The wraith flowed backward at an equal pace. The edges of the mist took on a darker hue. Hints of rosy purple? Powwell sensed alarm growing within the bizarre figure.
When they reached the big cavern, where the derelict machine sat like a monstrous spider presiding over the web of tunnels, he breathed a little easier. The wraith hadn’t harmed him yet. It seemed almost afraid of him. Or for him?
In the distance he felt more than heard one small machine chugging away. That would explain the dim light. Little Liise, a docile generator who rarely broke down, worked at that particular rhythm. She supplied power to the lights down in the pit and nowhere else. The rest of Hanassa would be in darkness except for natural torches, candles, and oil lamps. Piedro, Kaaliph of Hanassa, wouldn’t have enough ’tricity to mimic magic as Yaassima had.
“What do you want of us?” he asked the wraith quietly. His words echoed in the nearly silent cavern. They seemed strangely empty without the machines’ constant yeek kush kush sounds.
The wraith twisted in upon itself. It raised both thin arms. The vague form suggested that it held its palms up, begging. The tail and wing illusions shrank. Was it writhing in pain? More like indecision or frustration.
“Do you need our help?” Yaala asked, slipping up beside Powwell. She kept her hand in his. The moisture on her palm told him how nervous she was. She should be comfortable here in this labyrinth of tunnels, the only home she had ever really known.
The wraith covered its face with ghostly hands and drifted apart, as mist before sunlight.
“What do you suppose she wanted?” Powwell breathed a sigh of relief.
“She?”
“I guess. I had the suggestion of a female beneath all that haze. I don’t know why.” He shrugged, not knowing how to examine the feminine feel of the wraith’s pleading. He didn’t mention the dragon illusion. Most likely it was just that, an illusion meant to trigger a response of respect and awe.
“Let’s get out of here.” Yaala tugged at his hand.

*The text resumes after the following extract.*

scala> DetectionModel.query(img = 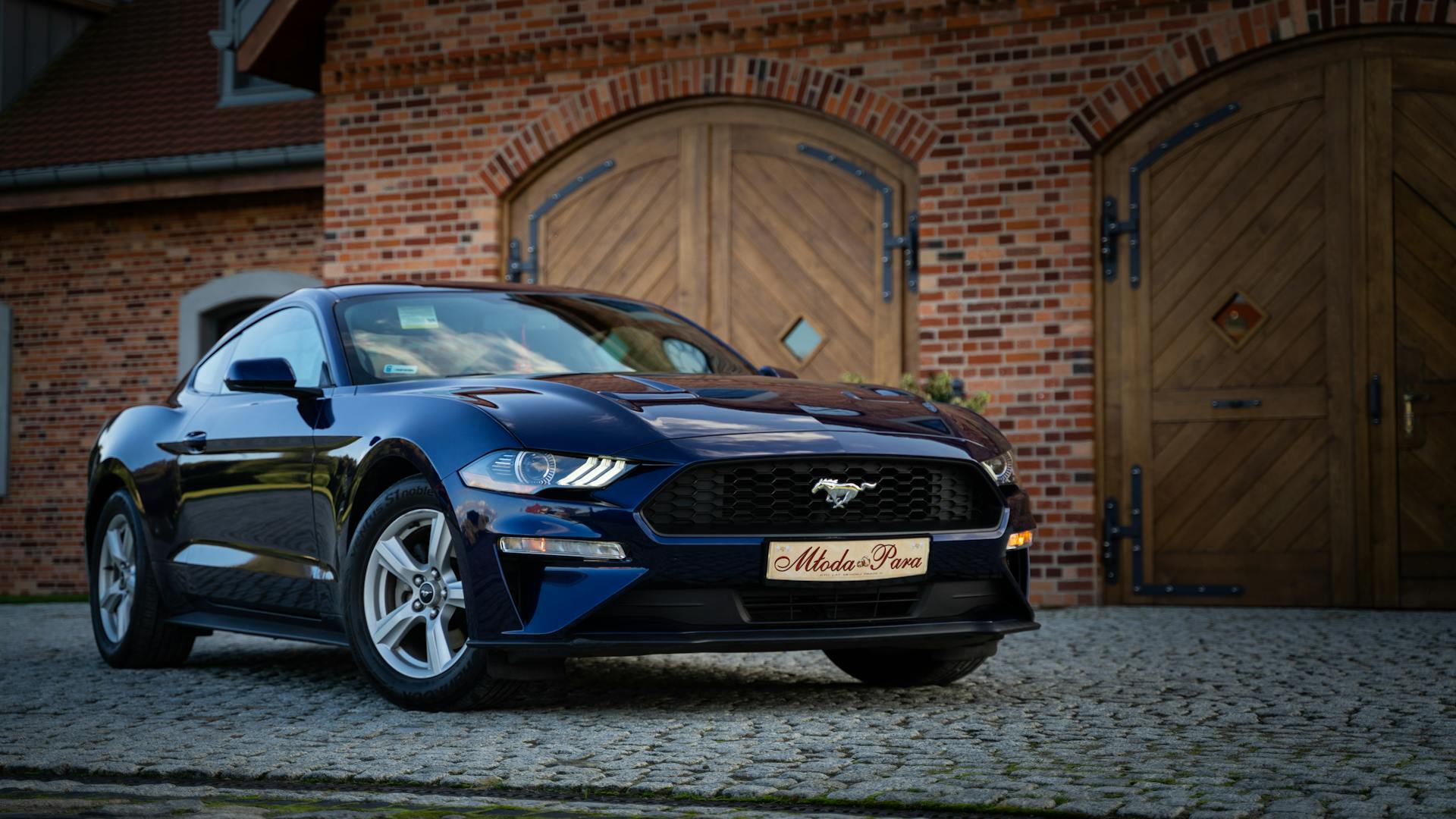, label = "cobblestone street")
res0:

Powwell followed her slowly, oddly reluctant to leave the wraith that had once haunted him. He never thought he’d be hesitant to depart the inner chambers of the pit and the slavery he’d known here. Suddenly, he became aware of the miles of kardia pressing down upon him.

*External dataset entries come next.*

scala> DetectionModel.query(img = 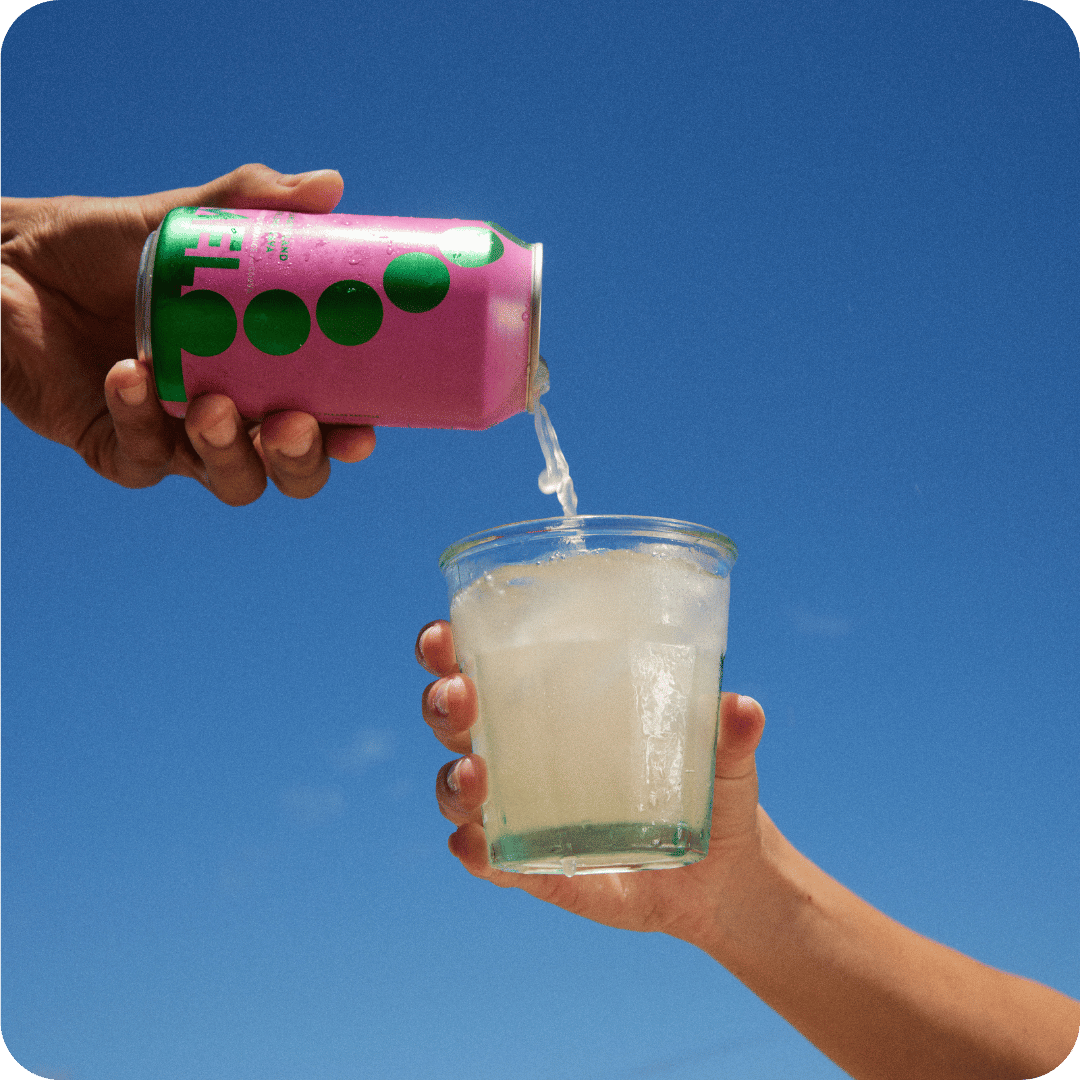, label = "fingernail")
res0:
[281,168,334,188]
[202,416,237,450]
[117,379,146,405]
[279,428,315,458]
[431,679,450,716]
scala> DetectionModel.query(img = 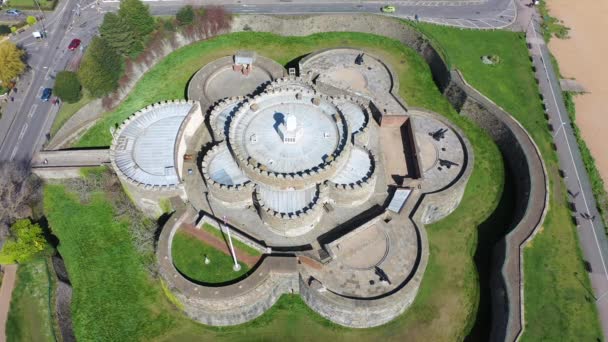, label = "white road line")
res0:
[27,104,38,119]
[532,24,608,280]
[17,122,28,143]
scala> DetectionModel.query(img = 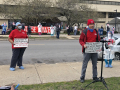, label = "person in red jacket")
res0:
[8,22,28,71]
[79,19,100,83]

His breathing became shallow and labored. He needed air. He needed sunshine. He needed OUT! Stargods, I hope the gate to the palace is open and unguarded.
Satiric laughter echoed in his mind. A flicker of white tantalized his peripheral vision. Did the wraith taunt him with foreknowledge of the lack of exits?
Midafternoon, queen’s solar, Palace Reveta Tristile, Coronnan City
“Random matings, solely for the sake of conceiving children are no longer appropriate for Spring Festival,” Katie stated firmly to the five ladies gathered in her private solar.
“But, your Grace, Spring Festival has always been a time of betrothal. How are our young people to find the right mate if not in the rituals designed by the Stargods?” Lady Balthazaan turned pale with shock.
Katie doubted her Terran ancestors had contrived the ritual dance around a maypole—Festival Pylons they called them here—where the men danced in one direction and the women opposite, changing partners on the whim of the patterns called by village elders. Whichever partner one ended the dance with was their mate for the evening. If that one night together resulted in a child, then the union was blessed by the Stargods and the couple married on or before the Solstice. If no child was conceived, then the couple parted and tried again the next year.
Some of her ancestors probably sanctioned, maybe even participated in the dance. Few of them would have had the imagination to create it.
“The selection of a life mate is too important to leave to young people,” Lady Hanic added. Like her husband, she always waited to see what others thought, then formed her opinion to match that of the strongest faction. “Such decisions are best determined by the Stargods.”
The remaining three women nodded their heads in vigorous agreement.
“Did you participate in a Festival dance?” Katie asked all of the women.